A Marvelous Molecular Machine
A finely tuned molecular process in the camouflage of certain squid may lead to the next generation of bio-inspired synthetic materials.
Squids, octopuses and cuttlefish are undisputed masters of deception and camouflage. Their extraordinary ability to change color, texture and shape is unrivaled, even by modern technology. Researchers in the lab of MCDB professor Daniel Morse have long been interested in the optical properties of color-changing animals, and they are particularly intrigued by the opalescent inshore squid. Also known as the California market squid, these animals have evolved the ability to finely and continuously tune their color and sheen to a degree unrivaled in other creatures. This enables them to communicate, as well as hide in plain sight in the bright and often featureless upper ocean. In previous work, the researchers uncovered that specialized proteins, called reflectins, control reflective pigment cells — iridocytes — which in turn contribute to changing the overall visibility and appearance of the creature.
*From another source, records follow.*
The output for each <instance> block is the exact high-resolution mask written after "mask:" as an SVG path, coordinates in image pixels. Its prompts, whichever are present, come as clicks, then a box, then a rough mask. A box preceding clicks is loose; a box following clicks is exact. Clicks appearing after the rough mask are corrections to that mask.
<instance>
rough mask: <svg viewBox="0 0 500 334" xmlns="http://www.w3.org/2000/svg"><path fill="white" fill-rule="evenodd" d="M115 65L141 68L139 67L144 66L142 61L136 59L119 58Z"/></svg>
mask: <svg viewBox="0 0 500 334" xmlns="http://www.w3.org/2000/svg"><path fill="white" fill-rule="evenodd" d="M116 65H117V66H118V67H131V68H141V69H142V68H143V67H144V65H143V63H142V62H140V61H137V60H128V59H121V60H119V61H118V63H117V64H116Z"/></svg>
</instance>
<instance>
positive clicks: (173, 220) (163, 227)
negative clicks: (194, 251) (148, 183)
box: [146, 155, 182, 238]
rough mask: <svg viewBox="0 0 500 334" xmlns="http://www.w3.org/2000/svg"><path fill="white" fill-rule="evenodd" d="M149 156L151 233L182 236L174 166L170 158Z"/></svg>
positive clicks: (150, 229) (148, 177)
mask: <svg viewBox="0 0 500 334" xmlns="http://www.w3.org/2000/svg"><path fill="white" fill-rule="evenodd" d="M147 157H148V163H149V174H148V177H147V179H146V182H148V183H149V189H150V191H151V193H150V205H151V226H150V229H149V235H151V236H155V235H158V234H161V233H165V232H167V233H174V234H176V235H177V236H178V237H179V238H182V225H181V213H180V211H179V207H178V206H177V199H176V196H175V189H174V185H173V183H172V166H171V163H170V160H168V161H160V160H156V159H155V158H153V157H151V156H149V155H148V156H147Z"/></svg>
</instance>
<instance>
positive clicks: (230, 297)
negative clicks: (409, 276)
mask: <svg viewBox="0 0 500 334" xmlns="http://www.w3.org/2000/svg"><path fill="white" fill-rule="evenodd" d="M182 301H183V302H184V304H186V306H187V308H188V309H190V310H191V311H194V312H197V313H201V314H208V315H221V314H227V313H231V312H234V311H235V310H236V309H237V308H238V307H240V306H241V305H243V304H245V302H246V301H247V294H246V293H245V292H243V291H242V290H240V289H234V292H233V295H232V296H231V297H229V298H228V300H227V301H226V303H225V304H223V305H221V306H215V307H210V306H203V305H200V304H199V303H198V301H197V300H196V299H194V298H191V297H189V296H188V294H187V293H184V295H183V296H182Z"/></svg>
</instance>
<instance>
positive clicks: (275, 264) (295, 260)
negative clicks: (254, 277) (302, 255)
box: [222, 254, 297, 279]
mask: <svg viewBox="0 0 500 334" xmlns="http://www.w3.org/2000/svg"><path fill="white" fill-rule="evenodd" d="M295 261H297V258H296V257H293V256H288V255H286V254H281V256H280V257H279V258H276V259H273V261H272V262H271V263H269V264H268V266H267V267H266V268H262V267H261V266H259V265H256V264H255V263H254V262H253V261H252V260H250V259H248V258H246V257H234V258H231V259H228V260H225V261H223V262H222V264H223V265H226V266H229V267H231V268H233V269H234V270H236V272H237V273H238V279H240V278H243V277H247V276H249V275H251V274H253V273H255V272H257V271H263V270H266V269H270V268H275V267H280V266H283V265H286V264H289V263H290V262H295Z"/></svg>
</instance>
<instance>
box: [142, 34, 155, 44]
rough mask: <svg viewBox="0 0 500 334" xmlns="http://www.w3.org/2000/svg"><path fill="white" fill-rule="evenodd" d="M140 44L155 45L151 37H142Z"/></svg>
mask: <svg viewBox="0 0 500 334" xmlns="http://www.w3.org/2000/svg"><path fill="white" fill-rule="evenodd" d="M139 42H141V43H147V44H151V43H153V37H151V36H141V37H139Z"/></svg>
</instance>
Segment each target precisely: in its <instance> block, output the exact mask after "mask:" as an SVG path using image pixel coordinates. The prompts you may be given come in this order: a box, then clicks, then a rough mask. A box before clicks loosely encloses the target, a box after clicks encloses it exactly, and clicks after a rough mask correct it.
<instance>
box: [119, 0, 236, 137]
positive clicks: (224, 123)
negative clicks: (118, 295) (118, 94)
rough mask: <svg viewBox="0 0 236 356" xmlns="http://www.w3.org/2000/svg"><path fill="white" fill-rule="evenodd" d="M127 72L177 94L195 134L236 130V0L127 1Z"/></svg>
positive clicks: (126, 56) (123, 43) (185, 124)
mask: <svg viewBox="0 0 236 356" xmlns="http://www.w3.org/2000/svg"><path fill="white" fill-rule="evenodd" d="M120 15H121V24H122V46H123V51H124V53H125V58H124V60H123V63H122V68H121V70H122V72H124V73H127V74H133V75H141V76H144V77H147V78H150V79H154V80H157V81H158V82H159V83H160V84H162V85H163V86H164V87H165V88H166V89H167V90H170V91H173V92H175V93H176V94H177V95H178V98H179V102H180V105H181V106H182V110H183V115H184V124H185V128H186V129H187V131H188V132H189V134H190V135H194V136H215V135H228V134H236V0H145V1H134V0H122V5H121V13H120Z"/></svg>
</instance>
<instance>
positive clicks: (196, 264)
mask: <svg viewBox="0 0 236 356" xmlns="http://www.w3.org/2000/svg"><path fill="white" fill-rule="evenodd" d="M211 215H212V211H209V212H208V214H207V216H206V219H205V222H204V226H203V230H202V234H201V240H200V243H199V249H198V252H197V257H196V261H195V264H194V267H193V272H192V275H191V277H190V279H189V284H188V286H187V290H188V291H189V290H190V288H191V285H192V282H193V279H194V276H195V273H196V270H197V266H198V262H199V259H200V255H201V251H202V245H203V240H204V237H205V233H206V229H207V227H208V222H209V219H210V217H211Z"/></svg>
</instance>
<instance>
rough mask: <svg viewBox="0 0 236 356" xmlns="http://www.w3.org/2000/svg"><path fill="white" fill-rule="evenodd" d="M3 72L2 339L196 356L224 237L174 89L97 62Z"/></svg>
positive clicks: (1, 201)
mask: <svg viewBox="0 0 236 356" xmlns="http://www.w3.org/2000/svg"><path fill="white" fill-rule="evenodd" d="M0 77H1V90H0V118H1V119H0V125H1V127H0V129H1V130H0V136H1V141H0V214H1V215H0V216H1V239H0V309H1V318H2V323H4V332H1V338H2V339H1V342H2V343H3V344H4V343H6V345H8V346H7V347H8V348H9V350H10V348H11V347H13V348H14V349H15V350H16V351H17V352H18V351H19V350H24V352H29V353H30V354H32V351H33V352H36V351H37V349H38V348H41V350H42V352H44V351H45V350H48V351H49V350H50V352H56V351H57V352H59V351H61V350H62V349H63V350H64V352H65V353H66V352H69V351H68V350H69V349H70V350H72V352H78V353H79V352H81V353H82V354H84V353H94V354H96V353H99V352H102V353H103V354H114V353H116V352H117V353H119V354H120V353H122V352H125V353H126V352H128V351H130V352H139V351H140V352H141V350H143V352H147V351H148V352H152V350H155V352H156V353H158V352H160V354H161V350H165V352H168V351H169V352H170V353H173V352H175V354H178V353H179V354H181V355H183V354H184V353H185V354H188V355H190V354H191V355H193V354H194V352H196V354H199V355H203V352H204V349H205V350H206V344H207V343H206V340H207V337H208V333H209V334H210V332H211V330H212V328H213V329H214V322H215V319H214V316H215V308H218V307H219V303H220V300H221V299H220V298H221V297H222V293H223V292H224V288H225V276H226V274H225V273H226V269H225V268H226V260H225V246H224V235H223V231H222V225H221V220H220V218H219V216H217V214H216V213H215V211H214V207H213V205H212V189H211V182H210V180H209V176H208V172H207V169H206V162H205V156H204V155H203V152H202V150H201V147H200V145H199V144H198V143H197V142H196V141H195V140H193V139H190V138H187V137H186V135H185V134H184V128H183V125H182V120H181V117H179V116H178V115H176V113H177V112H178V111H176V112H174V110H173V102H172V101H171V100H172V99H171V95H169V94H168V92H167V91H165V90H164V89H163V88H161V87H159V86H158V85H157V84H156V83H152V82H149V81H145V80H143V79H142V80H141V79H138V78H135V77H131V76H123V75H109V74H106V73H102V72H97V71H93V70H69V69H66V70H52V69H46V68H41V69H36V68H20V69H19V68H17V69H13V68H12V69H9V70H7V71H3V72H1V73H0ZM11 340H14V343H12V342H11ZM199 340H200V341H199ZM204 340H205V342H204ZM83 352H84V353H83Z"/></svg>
But still a mystery was how the reflectins actually worked. “We wanted now to understand how this remarkable molecular machine works,” said Morse, a Distinguished Emeritus Professor in the Department of Molecular, Cellular and Developmental Biology, and principal author of a paper that appears in the Journal of Biological Chemistry. Understanding this mechanism, he said, would provide insight into the tunable control of emergent properties, which could open the door to the next generation of bio-inspired synthetic materials.